# Clean and format Ademe data

Imports

In [None]:
import pandas as pd

### Load and concat data

In [None]:
existant = pd.read_csv('data/existant74.csv')
neuf = pd.read_csv('data/neuf74.csv')

Add `data_source` column to differenciate existings from new

In [None]:
existant['data_source'] = 'existant'
neuf['data_source'] = 'existant'

Concat

In [None]:
df = pd.concat([existant, neuf], ignore_index=True)

In [None]:
print('existant', len(existant.columns))
print('neuf', len(neuf.columns))
print('df:', len(df.columns))

### Check NAs

In [None]:
df.isna().sum()

### Add data from `communes-france-2025.csv`

Load communes and keep only interesting columns

In [None]:
communes = pd.read_csv('../web/application/datasets/communes-france-2025.csv')
communes = communes[['code_insee', 'population', 'superficie_km2', 'densite', 'altitude_moyenne', 'grille_densite_texte']]
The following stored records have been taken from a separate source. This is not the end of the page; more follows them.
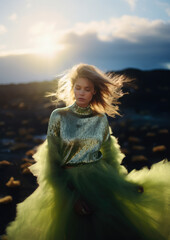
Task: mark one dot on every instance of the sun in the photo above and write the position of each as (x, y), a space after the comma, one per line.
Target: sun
(48, 46)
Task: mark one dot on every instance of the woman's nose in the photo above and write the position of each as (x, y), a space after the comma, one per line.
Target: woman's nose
(81, 92)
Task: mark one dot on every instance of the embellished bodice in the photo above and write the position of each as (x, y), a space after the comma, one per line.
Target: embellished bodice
(81, 132)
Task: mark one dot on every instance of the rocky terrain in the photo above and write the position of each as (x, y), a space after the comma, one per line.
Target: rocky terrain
(142, 131)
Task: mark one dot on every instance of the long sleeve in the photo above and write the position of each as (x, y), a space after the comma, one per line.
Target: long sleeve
(111, 151)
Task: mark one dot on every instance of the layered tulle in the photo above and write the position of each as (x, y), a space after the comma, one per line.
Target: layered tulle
(134, 205)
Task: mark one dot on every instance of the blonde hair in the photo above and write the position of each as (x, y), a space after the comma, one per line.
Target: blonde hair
(108, 88)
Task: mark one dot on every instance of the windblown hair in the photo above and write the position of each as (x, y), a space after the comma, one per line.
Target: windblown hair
(108, 88)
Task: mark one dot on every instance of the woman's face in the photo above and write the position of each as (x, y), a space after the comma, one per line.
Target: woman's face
(83, 91)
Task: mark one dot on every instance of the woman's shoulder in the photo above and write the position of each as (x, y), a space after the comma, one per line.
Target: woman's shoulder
(57, 112)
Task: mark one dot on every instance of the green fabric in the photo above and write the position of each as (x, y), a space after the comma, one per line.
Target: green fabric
(120, 210)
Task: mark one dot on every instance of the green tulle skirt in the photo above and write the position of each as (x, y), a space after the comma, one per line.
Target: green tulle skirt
(123, 206)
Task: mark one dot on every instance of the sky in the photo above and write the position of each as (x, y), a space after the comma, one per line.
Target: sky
(41, 39)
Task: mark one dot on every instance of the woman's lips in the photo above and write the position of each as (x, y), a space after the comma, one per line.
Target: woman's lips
(81, 99)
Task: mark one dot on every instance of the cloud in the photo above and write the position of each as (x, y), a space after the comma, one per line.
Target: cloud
(114, 44)
(130, 28)
(132, 3)
(2, 29)
(13, 17)
(165, 6)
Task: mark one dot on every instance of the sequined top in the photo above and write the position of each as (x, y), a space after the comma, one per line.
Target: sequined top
(81, 132)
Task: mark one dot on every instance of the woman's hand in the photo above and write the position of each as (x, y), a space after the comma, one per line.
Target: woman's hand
(81, 208)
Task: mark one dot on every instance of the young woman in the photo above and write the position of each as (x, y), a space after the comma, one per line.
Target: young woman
(84, 192)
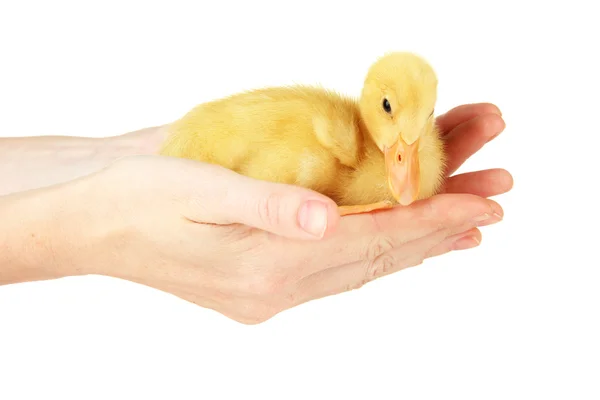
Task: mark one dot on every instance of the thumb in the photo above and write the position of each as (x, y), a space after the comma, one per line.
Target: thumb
(286, 210)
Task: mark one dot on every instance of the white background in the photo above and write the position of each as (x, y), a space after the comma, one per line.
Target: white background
(515, 318)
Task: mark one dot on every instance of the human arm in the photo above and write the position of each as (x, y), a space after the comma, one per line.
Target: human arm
(33, 162)
(178, 226)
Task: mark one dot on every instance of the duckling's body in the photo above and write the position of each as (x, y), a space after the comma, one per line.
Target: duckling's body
(306, 136)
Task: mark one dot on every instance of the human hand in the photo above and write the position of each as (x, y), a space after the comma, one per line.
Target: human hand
(233, 244)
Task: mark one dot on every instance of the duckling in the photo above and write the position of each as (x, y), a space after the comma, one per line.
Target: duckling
(366, 154)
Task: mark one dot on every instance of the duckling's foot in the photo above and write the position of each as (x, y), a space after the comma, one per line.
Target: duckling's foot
(364, 208)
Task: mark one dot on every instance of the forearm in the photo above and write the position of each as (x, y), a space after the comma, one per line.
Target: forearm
(34, 162)
(28, 235)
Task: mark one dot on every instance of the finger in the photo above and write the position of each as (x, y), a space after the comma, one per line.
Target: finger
(458, 115)
(355, 275)
(285, 210)
(486, 183)
(461, 241)
(366, 236)
(466, 139)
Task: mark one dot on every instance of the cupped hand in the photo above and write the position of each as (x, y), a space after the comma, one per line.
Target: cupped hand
(250, 249)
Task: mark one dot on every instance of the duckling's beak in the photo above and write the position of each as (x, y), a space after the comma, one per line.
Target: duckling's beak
(402, 167)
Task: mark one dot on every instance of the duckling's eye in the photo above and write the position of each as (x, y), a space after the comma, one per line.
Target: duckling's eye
(386, 106)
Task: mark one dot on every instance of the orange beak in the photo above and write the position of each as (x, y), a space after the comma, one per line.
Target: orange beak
(402, 167)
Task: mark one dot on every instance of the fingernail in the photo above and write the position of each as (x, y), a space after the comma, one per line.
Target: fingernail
(313, 218)
(498, 131)
(466, 243)
(487, 219)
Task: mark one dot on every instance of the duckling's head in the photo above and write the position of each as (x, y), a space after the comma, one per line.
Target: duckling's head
(397, 104)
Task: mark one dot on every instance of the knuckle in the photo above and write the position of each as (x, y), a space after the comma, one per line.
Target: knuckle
(377, 246)
(261, 285)
(269, 209)
(256, 313)
(380, 266)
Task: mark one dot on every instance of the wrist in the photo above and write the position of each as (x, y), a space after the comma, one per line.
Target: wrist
(29, 237)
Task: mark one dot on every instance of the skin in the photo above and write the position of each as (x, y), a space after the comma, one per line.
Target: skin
(177, 226)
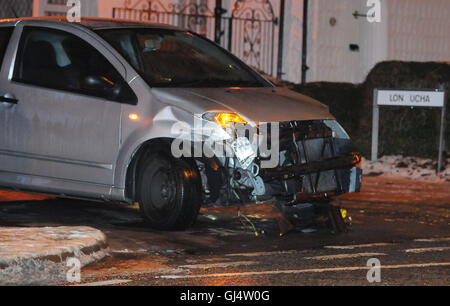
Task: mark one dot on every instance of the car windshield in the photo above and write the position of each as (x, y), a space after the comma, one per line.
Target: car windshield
(174, 58)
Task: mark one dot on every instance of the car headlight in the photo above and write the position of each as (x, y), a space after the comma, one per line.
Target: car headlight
(223, 119)
(337, 129)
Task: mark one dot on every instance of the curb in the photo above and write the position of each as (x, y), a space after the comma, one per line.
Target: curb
(39, 255)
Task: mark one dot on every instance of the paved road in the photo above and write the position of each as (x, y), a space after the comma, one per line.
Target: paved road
(404, 224)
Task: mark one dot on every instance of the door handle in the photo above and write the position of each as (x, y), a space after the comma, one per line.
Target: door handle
(9, 99)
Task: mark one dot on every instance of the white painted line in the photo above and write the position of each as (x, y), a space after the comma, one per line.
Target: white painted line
(319, 270)
(432, 239)
(344, 256)
(220, 265)
(423, 250)
(106, 283)
(256, 254)
(351, 247)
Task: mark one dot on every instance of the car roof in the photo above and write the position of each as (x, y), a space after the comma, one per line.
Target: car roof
(96, 23)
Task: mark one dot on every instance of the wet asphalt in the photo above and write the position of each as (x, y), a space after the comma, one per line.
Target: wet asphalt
(403, 224)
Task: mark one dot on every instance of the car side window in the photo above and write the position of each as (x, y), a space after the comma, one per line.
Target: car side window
(5, 35)
(59, 60)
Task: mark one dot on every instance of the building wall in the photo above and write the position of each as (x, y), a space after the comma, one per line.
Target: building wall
(419, 30)
(16, 8)
(410, 30)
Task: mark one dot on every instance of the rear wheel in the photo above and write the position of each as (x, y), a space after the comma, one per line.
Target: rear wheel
(169, 192)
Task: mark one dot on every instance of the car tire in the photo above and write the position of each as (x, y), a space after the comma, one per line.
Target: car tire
(169, 192)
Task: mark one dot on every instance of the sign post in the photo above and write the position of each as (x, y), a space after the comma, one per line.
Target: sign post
(409, 98)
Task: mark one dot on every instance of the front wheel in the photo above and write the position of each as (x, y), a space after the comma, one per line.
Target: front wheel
(169, 192)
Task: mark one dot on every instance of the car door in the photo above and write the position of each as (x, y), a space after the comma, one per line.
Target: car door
(65, 126)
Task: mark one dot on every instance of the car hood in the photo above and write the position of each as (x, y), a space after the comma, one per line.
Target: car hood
(255, 104)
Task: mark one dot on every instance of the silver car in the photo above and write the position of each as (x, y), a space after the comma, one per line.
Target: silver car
(118, 111)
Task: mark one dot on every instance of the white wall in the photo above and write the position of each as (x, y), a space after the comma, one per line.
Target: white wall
(419, 30)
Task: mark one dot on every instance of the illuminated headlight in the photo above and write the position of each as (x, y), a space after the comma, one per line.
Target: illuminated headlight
(223, 119)
(337, 129)
(243, 150)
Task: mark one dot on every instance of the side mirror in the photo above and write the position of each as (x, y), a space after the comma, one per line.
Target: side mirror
(101, 86)
(97, 83)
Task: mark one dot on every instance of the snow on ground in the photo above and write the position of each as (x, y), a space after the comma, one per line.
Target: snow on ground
(408, 167)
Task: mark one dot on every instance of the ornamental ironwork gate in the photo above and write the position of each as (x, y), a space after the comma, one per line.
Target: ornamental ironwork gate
(249, 30)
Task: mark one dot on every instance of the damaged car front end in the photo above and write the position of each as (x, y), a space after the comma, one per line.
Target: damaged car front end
(297, 165)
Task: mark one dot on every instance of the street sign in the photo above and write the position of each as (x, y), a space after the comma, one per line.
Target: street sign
(409, 98)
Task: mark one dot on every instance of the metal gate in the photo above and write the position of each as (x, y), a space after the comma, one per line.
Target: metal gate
(249, 30)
Concat data and check for non match

In [None]:
merged_df = pd.merge(df, communes, left_on='code_insee_ban', right_on='code_insee', how='left', indicator=True)
unmatched_rows = merged_df[merged_df['_merge'] == 'left_only']

### Fix non matched

Annecy makes a mess, little cities got grouped with Annecy, being now called CA Grand Annecy

In [None]:
old_annecy_insees = unmatched_rows['code_insee_ban'].unique()
old_annecy_insees

Drop Montmin 74187 (318 peoples). , It's a new city created after the fusion. Replace `old_annecy_insees` with Annecy insee 74010

In [None]:
df = df[df['code_insee_ban'] != 74187] # Drop Montmin
df['code_insee_ban'] = df['code_insee_ban'].replace(old_annecy_insees, 74010) # replace old insee to new insee

Remerge 

In [None]:
merged_df = pd.merge(df, communes, left_on='code_insee_ban', right_on='code_insee', how='left')
merged_df = merged_df.drop(columns=['code_insee'])

### Fix `classe_altitude`

In [None]:
def categoriser_altitude(altitude):
    """
    Affecte chaque logement à une tranche d'altitude
    
    Cette fonction permet de regrouper les logements selon leur altitude
    pour faciliter les analyses comparatives entre vallées et montagnes.
    
    Args:
        altitude (float): Altitude du logement en mètres
        
    Returns:
        str: Label de la tranche d'altitude correspondante
    """
    # Gestion des valeurs manquantes
    if pd.isna(altitude):
        return pd.NA
    
    # Attribution de la tranche selon les seuils définis
    if altitude < 600:
        return "0-600m (Vallée)"
    elif altitude < 1200:
        return "600-1200m (Colline)"
    elif altitude < 1800:
        return "1200-1800m (Montagne)"
    elif altitude < 2500:
        return "1800-2500m (Haute montagne)"
    else:
        return ">2500m (Très haute montagne)"

In [None]:
merged_df['classe_altitude'] = merged_df['altitude_moyenne'].apply(categoriser_altitude)

### Add `categorie_dpe`

In [None]:
def categoriser_dpe(etiquette):
    if etiquette in ['A', 'B']:
        return 'Bons (A-B)'
    elif etiquette in ['C', 'D']:
        return 'Moyens (C-D)'
    elif etiquette == 'E':
        return 'Médiocres (E)'
    else:  # F ou G
        return 'Passoires (F-G)'

In [None]:
merged_df['categorie_dpe'] = merged_df['etiquette_dpe'].apply(categoriser_dpe)

### Add `passoire`

In [None]:
merged_df['passoire'] = merged_df['etiquette_dpe'].isin(['F', 'G'])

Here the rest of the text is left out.